The idea is to automatically detect fusion opportunities, generate Triton kernels for each operation, fuse and auto-tune them for deep learning models to reduce memory traffic and improve GPU performance, similar to torch.compile.
This is done by the following steps:
- Extract the data dependency graph (via MaseGraph)
- Identify opportunities for kernel fusion
- Choose a tiling strategy for each fusion candidate
- Automatically generate the fused kernel Triton code
- Autotune the generated kernel configuration using the tiling strategy
- Reinsert the fused kernels, replacing the original graph nodes
We have targeted optimizations in Scientific Machine Learning models, obtained from the Neural-Solver-Library.

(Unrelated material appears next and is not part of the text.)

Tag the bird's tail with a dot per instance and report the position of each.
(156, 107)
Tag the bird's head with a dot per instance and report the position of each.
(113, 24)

More information on the decision to work with these models can be found here
We have tried our best to make each stage modular, where each module contains its own documentation, unit tests and benchmarking scripts.
The repo is structured as follows:
-
autofuser :: contains the code for the AutoFusion pipeline. The main entry point is
autofuse.py, wich treats the other modules as packages:neuralset:: Neural-Solver-Library model, data loading, and training utils.graph:: utils for graph preparation, finding fusion chains and graph rewritingtiling:: selects backend-specific tiling strategies and autotune search spacesfuser:: generates the fused Triton code from a fusion spec and tiling strategyautotune:: triton kernel autotuning for a given tiling strategy
-
experiments :: contains scripts to automatically run the fusion pipelilne for each model, and a given dataset. The model configuration is the reported best configuration from each paper.
As mentioned, each module has its own unit test suite, but additionally autofuse/test/ contains tests for the general pipeline.
Unit tests use pytest which can be run with pytest PATH/TO/TEST/FOLDER/
All dependencies can be installed via setup_env.sh.
If running on Google Colab, please open this notebook, which contains scripts to clone the repository, setup the environment and load all the data.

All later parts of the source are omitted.